The Ninth Circuit is currently weighing an appeal involving a group of Massachusetts Uber drivers, whose lawsuit was transferred to the Northern District of California last year, seeking to reverse a California federal judge's May decision denying their emergency motion for a preliminary injunction that would've immediately forced Uber to reclassify its drivers as employees and grant them paid sick leave.
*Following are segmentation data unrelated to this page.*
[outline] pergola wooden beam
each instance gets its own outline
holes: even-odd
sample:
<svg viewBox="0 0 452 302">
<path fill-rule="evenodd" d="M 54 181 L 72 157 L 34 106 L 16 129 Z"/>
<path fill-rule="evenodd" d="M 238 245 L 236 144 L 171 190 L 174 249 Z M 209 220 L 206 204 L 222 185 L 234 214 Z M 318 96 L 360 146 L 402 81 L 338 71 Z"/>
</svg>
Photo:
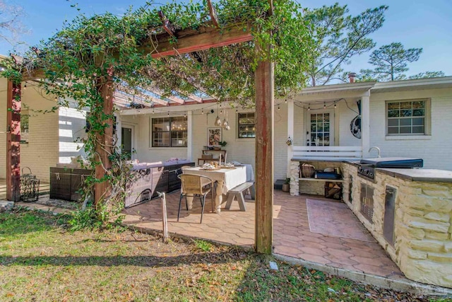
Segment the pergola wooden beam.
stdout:
<svg viewBox="0 0 452 302">
<path fill-rule="evenodd" d="M 191 100 L 194 100 L 195 102 L 198 102 L 198 103 L 203 103 L 203 98 L 200 98 L 197 95 L 195 95 L 194 94 L 189 94 L 186 96 L 189 98 L 191 98 Z"/>
<path fill-rule="evenodd" d="M 273 12 L 268 0 L 269 15 Z M 271 32 L 269 33 L 271 35 Z M 256 44 L 256 53 L 269 53 L 270 45 Z M 256 85 L 256 251 L 271 254 L 273 243 L 273 146 L 275 69 L 270 61 L 258 61 Z"/>
<path fill-rule="evenodd" d="M 150 53 L 153 58 L 160 58 L 242 43 L 253 39 L 246 24 L 225 28 L 203 27 L 199 31 L 185 30 L 176 33 L 176 37 L 177 41 L 174 43 L 169 34 L 159 35 L 152 41 L 139 47 L 138 50 Z"/>
<path fill-rule="evenodd" d="M 126 100 L 127 99 L 126 98 L 128 98 L 127 95 L 126 95 L 125 97 L 121 95 L 124 95 L 124 94 L 126 94 L 126 93 L 121 93 L 121 92 L 119 92 L 117 91 L 114 92 L 114 96 L 115 97 L 121 98 L 123 100 Z M 132 98 L 133 97 L 133 95 L 132 95 Z M 156 97 L 154 97 L 154 96 L 152 96 L 152 95 L 135 95 L 135 97 L 138 98 L 138 99 L 141 98 L 141 100 L 145 100 L 145 101 L 142 101 L 142 100 L 136 100 L 136 101 L 137 103 L 139 103 L 141 104 L 143 104 L 143 105 L 147 105 L 147 106 L 150 106 L 150 107 L 152 105 L 153 103 L 157 103 L 157 104 L 161 104 L 161 105 L 163 105 L 164 106 L 167 106 L 168 105 L 168 102 L 167 102 L 166 100 L 162 100 L 161 98 L 156 98 Z"/>
<path fill-rule="evenodd" d="M 8 81 L 6 199 L 20 201 L 20 83 Z"/>
<path fill-rule="evenodd" d="M 157 94 L 160 96 L 163 96 L 163 95 L 165 94 L 165 92 L 163 92 L 162 91 L 160 90 L 159 88 L 156 88 L 156 87 L 153 87 L 151 88 L 149 88 L 150 91 Z M 184 104 L 185 103 L 185 100 L 183 100 L 176 95 L 169 95 L 166 97 L 168 100 L 171 100 L 173 102 L 176 102 L 178 104 Z"/>
</svg>

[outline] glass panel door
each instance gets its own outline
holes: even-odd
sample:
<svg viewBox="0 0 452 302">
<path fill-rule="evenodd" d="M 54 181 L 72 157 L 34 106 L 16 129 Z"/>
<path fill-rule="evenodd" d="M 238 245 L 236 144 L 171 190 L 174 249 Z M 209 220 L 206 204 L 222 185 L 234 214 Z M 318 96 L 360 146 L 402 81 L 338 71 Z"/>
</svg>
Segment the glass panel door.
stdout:
<svg viewBox="0 0 452 302">
<path fill-rule="evenodd" d="M 126 153 L 129 160 L 132 159 L 133 139 L 133 128 L 129 127 L 121 127 L 121 145 L 122 145 L 123 152 Z"/>
<path fill-rule="evenodd" d="M 333 146 L 333 120 L 330 111 L 308 112 L 307 146 Z"/>
</svg>

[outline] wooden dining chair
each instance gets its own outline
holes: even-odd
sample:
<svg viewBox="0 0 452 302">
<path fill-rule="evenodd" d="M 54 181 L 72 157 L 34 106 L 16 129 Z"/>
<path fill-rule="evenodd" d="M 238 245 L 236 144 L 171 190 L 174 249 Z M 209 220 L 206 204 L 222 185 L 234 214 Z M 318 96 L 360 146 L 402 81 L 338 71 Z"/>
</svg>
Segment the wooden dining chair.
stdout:
<svg viewBox="0 0 452 302">
<path fill-rule="evenodd" d="M 181 213 L 181 204 L 182 203 L 182 197 L 185 196 L 185 203 L 186 205 L 187 211 L 189 209 L 188 202 L 186 201 L 187 196 L 189 197 L 199 197 L 199 200 L 201 204 L 201 221 L 203 222 L 203 215 L 204 214 L 204 205 L 206 204 L 206 195 L 212 192 L 212 185 L 213 182 L 212 180 L 206 176 L 194 175 L 194 174 L 180 174 L 177 177 L 181 180 L 182 189 L 181 196 L 179 199 L 179 210 L 177 211 L 177 221 Z M 212 195 L 212 202 L 213 202 L 213 195 Z M 213 204 L 212 204 L 212 209 L 213 209 Z"/>
</svg>

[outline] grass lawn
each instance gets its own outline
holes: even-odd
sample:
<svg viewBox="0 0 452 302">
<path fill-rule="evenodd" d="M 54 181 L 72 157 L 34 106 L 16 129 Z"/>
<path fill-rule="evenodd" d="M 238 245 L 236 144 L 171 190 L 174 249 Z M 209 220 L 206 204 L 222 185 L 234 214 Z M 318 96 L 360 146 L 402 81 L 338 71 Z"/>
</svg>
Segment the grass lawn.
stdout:
<svg viewBox="0 0 452 302">
<path fill-rule="evenodd" d="M 71 233 L 68 218 L 0 214 L 1 301 L 428 301 L 202 240 Z"/>
</svg>

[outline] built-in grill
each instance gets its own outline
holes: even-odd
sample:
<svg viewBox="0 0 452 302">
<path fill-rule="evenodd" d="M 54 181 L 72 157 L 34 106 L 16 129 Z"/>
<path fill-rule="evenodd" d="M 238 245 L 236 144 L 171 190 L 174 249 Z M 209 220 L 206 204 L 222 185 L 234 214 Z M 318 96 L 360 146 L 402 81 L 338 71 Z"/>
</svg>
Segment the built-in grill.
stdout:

In that case, the district court judge held that "Uber drivers do not perform an integral role in a chain of interstate transportation" that would make them exempt from arbitration under Section 1 of the FAA.
Osvatics' attorney Christopher M. McNerney of Outten & Golden LLP said in a statement to Law360 on Friday that he and fellow counsel are considering their next options.
"We are disappointed by the decision and are exploring options for next steps to vindicate the rights of our client and ensure enforcement of D.C.'s important sick leave protections," he said.
Press representatives for Lyft were not immediately available for comment Friday.
Osvatics is represented by Christopher M. McNerney, Mikael A. Rojas and Pooja Shethji of Outten & Golden LLP.
Lyft is represented by Elaine J. Goldenberg, Rachel G. Miller-Ziegler, Rohit K. Singla and Justin P. Raphael of Munger Tolles & Olson LLP.
The case is Cassandra Osvatics v. Lyft Inc., case number 1:20-cv-01426, in the U.S. District Court for the District of Columbia.